The Chargers have leaned on Rivers to make lemonade out of lemons on offense for far too long. It’s time they give him a little sugar so he can take the offense to the next level.

This plan ignores the defensive side of the ball to some extent, but the Chargers did draft for two defensive needs last season with their first two picks. Cornerback Jason Verrett and pass-rusher Jeremiah Attaochu should both play key roles in 2015.

If Telesco can get Rivers the help he deserves on the offensive side of the ball, it may go a long way in getting him to feel more comfortable signing with the organization for the long term. Los Angeles may not be optimal, but it’s probably something Rivers can deal if he has a chance at a ring within the next few seasons.

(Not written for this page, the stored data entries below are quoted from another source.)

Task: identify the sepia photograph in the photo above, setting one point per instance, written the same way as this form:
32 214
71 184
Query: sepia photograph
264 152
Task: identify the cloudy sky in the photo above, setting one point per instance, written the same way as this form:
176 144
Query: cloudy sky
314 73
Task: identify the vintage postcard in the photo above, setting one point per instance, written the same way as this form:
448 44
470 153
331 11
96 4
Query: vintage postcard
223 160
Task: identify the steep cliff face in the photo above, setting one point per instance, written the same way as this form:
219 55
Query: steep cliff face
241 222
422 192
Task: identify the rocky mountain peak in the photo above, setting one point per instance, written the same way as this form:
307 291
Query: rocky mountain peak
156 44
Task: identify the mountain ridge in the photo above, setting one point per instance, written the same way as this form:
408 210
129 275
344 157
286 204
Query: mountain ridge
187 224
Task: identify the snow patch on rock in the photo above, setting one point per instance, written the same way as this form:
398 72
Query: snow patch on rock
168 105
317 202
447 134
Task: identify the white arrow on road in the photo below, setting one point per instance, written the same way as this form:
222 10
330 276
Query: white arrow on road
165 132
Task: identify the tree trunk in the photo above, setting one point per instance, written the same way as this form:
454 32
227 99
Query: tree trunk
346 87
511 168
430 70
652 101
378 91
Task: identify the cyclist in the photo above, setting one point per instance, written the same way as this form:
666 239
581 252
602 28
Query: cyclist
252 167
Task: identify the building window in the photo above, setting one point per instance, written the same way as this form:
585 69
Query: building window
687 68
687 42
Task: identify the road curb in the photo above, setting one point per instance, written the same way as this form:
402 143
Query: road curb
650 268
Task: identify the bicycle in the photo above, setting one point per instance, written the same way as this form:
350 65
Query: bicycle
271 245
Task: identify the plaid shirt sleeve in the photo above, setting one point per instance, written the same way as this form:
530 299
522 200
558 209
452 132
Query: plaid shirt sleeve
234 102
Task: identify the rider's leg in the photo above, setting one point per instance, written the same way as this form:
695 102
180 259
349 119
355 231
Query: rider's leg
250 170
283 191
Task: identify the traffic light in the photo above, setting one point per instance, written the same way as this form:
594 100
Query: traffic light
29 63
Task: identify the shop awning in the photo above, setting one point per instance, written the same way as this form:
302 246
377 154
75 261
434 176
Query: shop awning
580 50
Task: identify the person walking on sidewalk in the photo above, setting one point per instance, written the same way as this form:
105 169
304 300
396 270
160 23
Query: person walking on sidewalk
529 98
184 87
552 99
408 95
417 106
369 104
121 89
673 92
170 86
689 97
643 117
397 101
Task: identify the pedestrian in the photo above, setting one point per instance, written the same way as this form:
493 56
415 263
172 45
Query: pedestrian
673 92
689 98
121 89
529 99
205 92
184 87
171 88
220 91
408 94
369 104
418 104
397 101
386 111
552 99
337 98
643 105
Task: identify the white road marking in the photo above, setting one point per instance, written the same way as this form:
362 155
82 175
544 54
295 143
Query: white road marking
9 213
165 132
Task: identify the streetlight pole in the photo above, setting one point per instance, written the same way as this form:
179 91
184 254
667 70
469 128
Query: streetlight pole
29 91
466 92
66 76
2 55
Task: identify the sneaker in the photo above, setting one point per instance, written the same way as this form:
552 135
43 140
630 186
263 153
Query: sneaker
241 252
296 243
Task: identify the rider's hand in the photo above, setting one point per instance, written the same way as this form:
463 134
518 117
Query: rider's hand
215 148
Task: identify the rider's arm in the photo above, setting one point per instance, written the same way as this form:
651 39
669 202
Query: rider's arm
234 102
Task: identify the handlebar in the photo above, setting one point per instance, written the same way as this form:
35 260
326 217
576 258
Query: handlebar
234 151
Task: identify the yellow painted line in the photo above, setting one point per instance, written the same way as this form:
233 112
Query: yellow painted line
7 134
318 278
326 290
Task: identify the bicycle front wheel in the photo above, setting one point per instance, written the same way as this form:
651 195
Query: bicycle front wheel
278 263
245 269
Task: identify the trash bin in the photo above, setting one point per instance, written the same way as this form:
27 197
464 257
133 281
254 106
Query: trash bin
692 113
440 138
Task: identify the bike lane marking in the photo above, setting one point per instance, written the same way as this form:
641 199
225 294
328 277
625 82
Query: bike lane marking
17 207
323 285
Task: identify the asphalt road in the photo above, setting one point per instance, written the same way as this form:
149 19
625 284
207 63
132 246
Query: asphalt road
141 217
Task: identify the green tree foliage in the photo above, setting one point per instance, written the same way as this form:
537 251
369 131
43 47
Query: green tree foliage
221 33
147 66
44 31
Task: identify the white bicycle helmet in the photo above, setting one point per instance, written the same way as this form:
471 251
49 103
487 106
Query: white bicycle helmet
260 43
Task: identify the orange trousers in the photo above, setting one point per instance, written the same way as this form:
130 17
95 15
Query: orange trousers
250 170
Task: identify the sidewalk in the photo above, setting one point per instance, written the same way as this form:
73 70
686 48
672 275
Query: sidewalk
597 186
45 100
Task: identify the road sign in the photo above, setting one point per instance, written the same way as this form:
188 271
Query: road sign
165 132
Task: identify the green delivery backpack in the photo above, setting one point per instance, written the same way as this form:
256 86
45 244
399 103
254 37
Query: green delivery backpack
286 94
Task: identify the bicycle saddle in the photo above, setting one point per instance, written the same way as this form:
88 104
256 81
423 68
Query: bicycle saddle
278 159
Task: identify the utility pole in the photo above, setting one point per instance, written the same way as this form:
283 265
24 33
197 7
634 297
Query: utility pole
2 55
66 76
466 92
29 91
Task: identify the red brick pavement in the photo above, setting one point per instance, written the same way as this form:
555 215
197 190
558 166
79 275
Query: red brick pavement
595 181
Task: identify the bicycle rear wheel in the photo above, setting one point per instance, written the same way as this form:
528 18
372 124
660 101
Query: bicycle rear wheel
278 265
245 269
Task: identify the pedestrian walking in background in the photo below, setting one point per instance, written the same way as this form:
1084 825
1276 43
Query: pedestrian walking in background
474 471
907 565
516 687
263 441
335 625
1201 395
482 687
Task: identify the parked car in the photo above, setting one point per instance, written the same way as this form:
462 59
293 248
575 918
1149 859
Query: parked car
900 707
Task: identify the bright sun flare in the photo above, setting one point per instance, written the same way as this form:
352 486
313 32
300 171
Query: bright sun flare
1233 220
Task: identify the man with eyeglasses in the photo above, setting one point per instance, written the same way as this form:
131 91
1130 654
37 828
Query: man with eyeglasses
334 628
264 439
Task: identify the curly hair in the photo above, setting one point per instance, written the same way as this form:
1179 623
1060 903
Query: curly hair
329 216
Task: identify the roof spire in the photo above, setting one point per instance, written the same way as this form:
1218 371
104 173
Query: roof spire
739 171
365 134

If Rivers doesn’t feel supported by the organization and they move to Los Angeles and try to get a discount on his contract, he is the type of player that might just call it quits early. That’s a risk the Chargers shouldn’t mess around with, which means it’s time to use some draft resources to show how committed they are to building around him.

If the Chargers put a product on the field that the fans can really get behind, it might aid in their quest for a new stadium. Time is running out, so Telesco may need to pull out all the stops in this draft.